I'm completely new to Prefect and had some questio...
# prefect-community
s
I'm completely new to Prefect and had some questions about pickling dependencies for containerized execution environments. We are working on a project that uses a thin wrapper over Prefect Flows to include some additional input and output information https://github.com/developmentseed/example-pipeline/blob/fargate_test/recipe/pipeline.py. My question is about how
cloudpickle
serializes my Flow's dependencies with S3 storage. Based on some information outlined here https://prefect-community.slack.com/archives/C014Z8DPDSR/p1605200879483400 I've got S3 storage configured and working but it seems that my Flow's upstream dependencies are not pickled when I register the flow as indicated in https://docs.prefect.io/core/advanced_tutorials/task-guide.html#task-inputs-and-outputs. Specifically I receive the following dependency error
Unexpected error: ModuleNotFoundError("No module named 'h5netcdf'")

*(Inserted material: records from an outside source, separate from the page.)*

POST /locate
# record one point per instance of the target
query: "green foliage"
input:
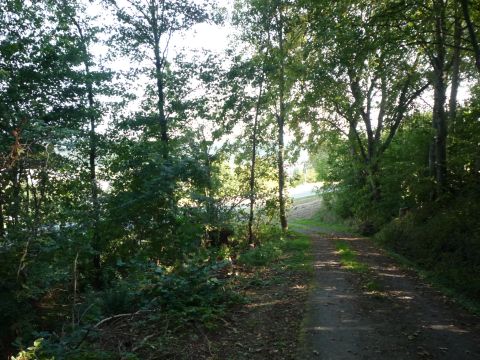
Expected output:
(443, 238)
(348, 258)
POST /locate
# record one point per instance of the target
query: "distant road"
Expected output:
(304, 190)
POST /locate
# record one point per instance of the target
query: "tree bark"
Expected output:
(439, 120)
(2, 220)
(251, 238)
(455, 72)
(281, 124)
(159, 63)
(471, 32)
(96, 241)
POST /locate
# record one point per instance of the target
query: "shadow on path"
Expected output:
(404, 319)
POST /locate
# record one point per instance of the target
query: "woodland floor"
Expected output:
(374, 309)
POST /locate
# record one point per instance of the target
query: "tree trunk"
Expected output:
(281, 124)
(455, 72)
(160, 82)
(251, 238)
(471, 33)
(439, 120)
(2, 220)
(96, 241)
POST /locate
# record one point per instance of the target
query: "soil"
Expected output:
(403, 318)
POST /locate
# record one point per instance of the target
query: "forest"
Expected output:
(139, 176)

. I can build an image with the necessary dependencies for use with the
DaskExecutor
and everything works correctly but our goal is to decouple our execution environment from Flows. Am I misunderstanding how Flow dependencies should be serialized by
cloudpickle
. Is there another approach I should be considering in this case? Thanks in advance.
j
Hi Sean, Python dependencies with Prefect have two parts: • Your flow and the tasks within it are usually all written in a single python file. A
Storage
class manages getting the contents of this to an execution environment. • The Python dependencies your code relies on (for example
h5netcdf
). These need to be handled separately by you using e.g. a docker image, conda environments, etc... If you want to decouple "execution environment" from flows I recommend having a superset of all dependencies needed by all flows in an environment - a prefect storage class has no way of moving around anything except your flow code itself.
In your case you might have a base image with all the dependencies you need, then use the
S3
storage to manage only your flow code. Then all flows share the same image.
Alternatively, flows can specify an image to use (it doesn't need to be configured on the agent alone), so you might have a
S3
storage + image pair to configure a flow. Up to you.
s
@Jim Crist-Harif Thanks for the quick response. I suspected my understanding of `cloudpickle`'s serialization was incorrect. Also, we were able to leverage all of your great work on
dask-gateway
on some other projects so I'm psyced to see you are working with Prefect. Thanks again.
👍 1
j
Nice, glad to hear it!
c
@Marvin archive “How are Flow dependencies pickled when using S3 storage?”